Trump: $5 Million Owed to Workers.


In the months after Trump and his family cut the ribbon at Trump’s D.C. hotel in October, three subcontractors filed liens seeking more than $5 million in bills they claim have not been paid. (Jabin Botsford/The Washington Post).

In the months after Trump and his family cut the ribbon at Trump’s D.C. hotel in October, three subcontractors filed liens seeking more than $5 million in bills they claim have not been paid. (Jabin Botsford/The Washington Post).

In an all too standard move, Trump has been bragging and boasting about handing over a historic hotel to daughter Ivana for redecoration and all that, and has refused to pay all the people who worked their arses off to get it up and running.

In the frenzied final six weeks of work at the hotel, while Trump touted the project on the campaign trail, AES of Laurel, Md., claims it assigned 45 members of its staff to work 12-hour shifts for nearly 50 consecutive days to get the lights, electrical and fire systems prepared on time.

“We had people there well over 12 hours a day for weeks because they had a hard opening of Sept. 12 and you can’t open if the lights don’t work and the fire alarms don’t work and the fire marshal can’t inspect it,” said Tim Miller, executive vice president of AES. “There is a lot of work that went into that hotel, and it didn’t happen by accident.”

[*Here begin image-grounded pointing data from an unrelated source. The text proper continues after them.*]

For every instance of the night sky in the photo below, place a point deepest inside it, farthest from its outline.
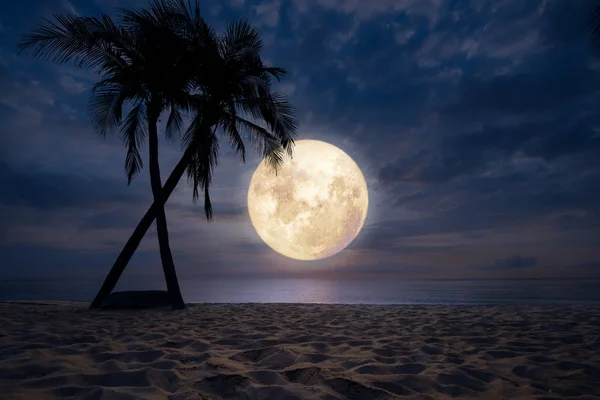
(474, 122)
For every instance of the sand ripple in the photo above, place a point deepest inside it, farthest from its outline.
(278, 351)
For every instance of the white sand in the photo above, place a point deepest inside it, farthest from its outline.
(278, 351)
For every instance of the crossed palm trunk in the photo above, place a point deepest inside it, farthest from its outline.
(156, 210)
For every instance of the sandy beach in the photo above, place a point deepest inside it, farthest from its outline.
(299, 351)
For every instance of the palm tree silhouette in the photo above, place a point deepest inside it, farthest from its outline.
(166, 58)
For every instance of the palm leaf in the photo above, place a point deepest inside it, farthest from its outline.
(133, 134)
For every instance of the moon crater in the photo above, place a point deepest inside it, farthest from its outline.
(314, 206)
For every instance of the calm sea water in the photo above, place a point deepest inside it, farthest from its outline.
(578, 292)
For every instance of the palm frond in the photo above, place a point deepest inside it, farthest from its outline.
(232, 132)
(106, 107)
(240, 38)
(270, 147)
(85, 41)
(133, 134)
(204, 144)
(174, 122)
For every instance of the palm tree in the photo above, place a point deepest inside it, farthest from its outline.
(594, 27)
(227, 91)
(137, 72)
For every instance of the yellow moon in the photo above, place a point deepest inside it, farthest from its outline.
(314, 206)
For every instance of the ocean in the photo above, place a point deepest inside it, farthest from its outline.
(407, 291)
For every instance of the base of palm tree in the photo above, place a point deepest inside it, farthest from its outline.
(138, 299)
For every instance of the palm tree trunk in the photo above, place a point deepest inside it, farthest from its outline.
(161, 218)
(138, 234)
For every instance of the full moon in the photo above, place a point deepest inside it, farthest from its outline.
(314, 206)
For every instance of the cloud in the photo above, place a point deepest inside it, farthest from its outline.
(49, 191)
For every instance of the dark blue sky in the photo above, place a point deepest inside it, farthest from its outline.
(475, 123)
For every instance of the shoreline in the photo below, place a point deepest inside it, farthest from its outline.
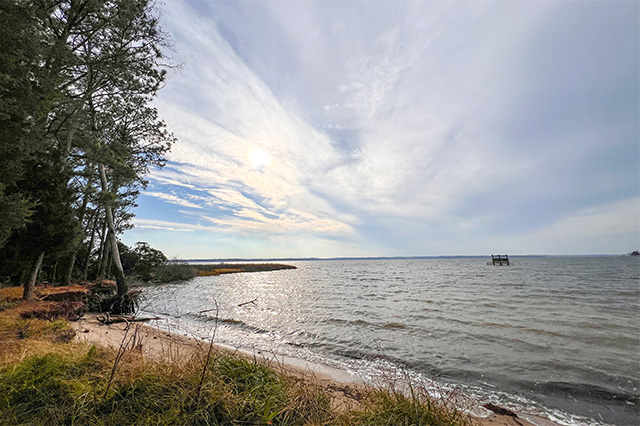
(158, 344)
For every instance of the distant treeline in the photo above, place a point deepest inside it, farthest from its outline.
(77, 133)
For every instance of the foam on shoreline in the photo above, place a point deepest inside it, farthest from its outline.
(158, 344)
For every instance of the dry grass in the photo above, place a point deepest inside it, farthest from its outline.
(46, 379)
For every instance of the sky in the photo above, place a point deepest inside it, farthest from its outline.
(405, 128)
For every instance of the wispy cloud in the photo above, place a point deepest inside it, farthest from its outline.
(395, 127)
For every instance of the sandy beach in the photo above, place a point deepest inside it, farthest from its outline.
(157, 344)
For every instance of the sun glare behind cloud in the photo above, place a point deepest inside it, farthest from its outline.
(258, 158)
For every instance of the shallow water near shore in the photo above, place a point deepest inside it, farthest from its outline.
(557, 337)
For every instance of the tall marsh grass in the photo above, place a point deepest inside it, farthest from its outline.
(47, 380)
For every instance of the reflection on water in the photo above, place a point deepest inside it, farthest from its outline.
(560, 333)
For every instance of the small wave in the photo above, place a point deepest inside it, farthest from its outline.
(243, 325)
(395, 325)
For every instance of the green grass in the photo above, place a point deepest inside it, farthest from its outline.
(55, 389)
(47, 380)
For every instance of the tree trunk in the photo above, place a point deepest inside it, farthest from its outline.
(106, 246)
(103, 243)
(31, 284)
(122, 286)
(66, 280)
(93, 237)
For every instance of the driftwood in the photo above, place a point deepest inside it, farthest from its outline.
(108, 319)
(500, 410)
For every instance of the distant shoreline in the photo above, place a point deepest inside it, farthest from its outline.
(303, 259)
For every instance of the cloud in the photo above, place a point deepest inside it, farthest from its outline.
(400, 125)
(173, 199)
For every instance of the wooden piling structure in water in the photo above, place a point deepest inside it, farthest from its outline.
(499, 259)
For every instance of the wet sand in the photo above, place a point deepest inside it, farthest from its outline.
(158, 344)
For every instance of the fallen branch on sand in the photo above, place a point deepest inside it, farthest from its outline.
(108, 319)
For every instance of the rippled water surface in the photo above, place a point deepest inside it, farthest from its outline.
(552, 336)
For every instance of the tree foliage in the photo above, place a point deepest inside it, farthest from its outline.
(76, 81)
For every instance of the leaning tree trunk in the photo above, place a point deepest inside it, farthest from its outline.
(104, 238)
(31, 284)
(87, 259)
(66, 280)
(122, 286)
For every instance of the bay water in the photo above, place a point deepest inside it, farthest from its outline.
(557, 337)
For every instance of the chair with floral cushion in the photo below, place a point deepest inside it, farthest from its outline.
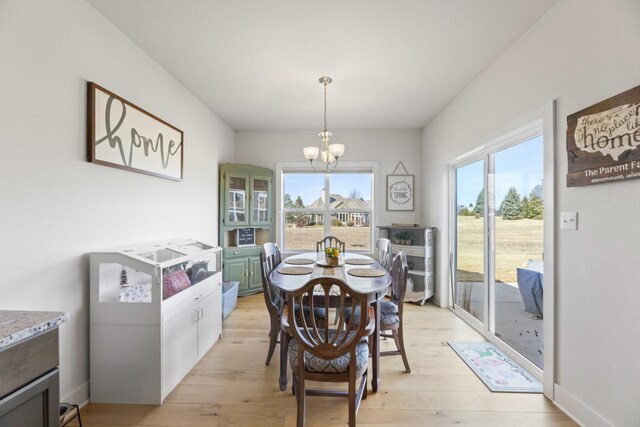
(339, 353)
(330, 242)
(391, 311)
(270, 257)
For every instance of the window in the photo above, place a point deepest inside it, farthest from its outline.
(344, 198)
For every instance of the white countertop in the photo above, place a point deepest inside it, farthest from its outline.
(16, 326)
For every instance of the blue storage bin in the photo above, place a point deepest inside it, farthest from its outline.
(229, 297)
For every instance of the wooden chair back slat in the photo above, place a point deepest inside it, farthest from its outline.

Trump got his wish: The hotel was ready enough that on Sept. 16 he held a campaign event there honoring veterans, which was carried live on national television. He touted the hotel as having been completed “under budget and ahead of schedule” and said that when it opened officially the following month it would be “one of the great hotels anywhere in the world.”

But around the same time, Miller said, the Trump Organization and its construction manager, Lendlease, stopped paying AES. Three days before Christmas, AES filed a mechanic’s lien with the D.C. government alleging that it was out almost $2.1 million. “Merry Christmas and a happy new year to us,” Miller said.

The AES filing brings the total of allegedly unpaid bills on the hotel to more than $5 million. Washington-area plumbing firm Joseph J. Magnolia Inc. and Northern Virginia construction company, A&D Construction, are seeking $2.98 million and $79,700 respectively.

This is the Trump organization response:

“In developments of this scale and complexity the filing of nominal liens at the conclusion of construction is not uncommon as part of the close out process,” a representative for the company wrote.

Now, I’m not a businessman, but I’m going to call a big ol’ bullshit on this one. Why force companies to file at all, a costly and I’m sure, unwanted procedure? Why not just pay them? Oh of course, this is Trump, a man renowned for reneging, stiffing, and not paying anyone, at least not until it’s time to settle yet another court case. There’s the “smart” businessman Trumpoids have put their trust in.

“We’re not in this for any sort of political reasons,” Miller said. “We have no ax to grind, political or otherwise. We’re a business. We have 700 employees that we pay every week. We have bills. We are effectively financing this work, and we don’t think it’s right. That’s really it.”

Oh, but Donny is so gosh darned concerned for workers, right?

The Washington Post has the full story.

Comments

  1. komarov says

    “Under budget” is a neat euphemism I’ll have to remember when I don’t intend to pay my bills. Or rather if, since I have neither the money nor the lawyers to ward off the law.

  2. Onamission5 says

    the filing of nominal liens at the conclusion of construction is not uncommon as part of the close out process

    …when the contractors and/or subcontractors haven’t been paid for the work they did.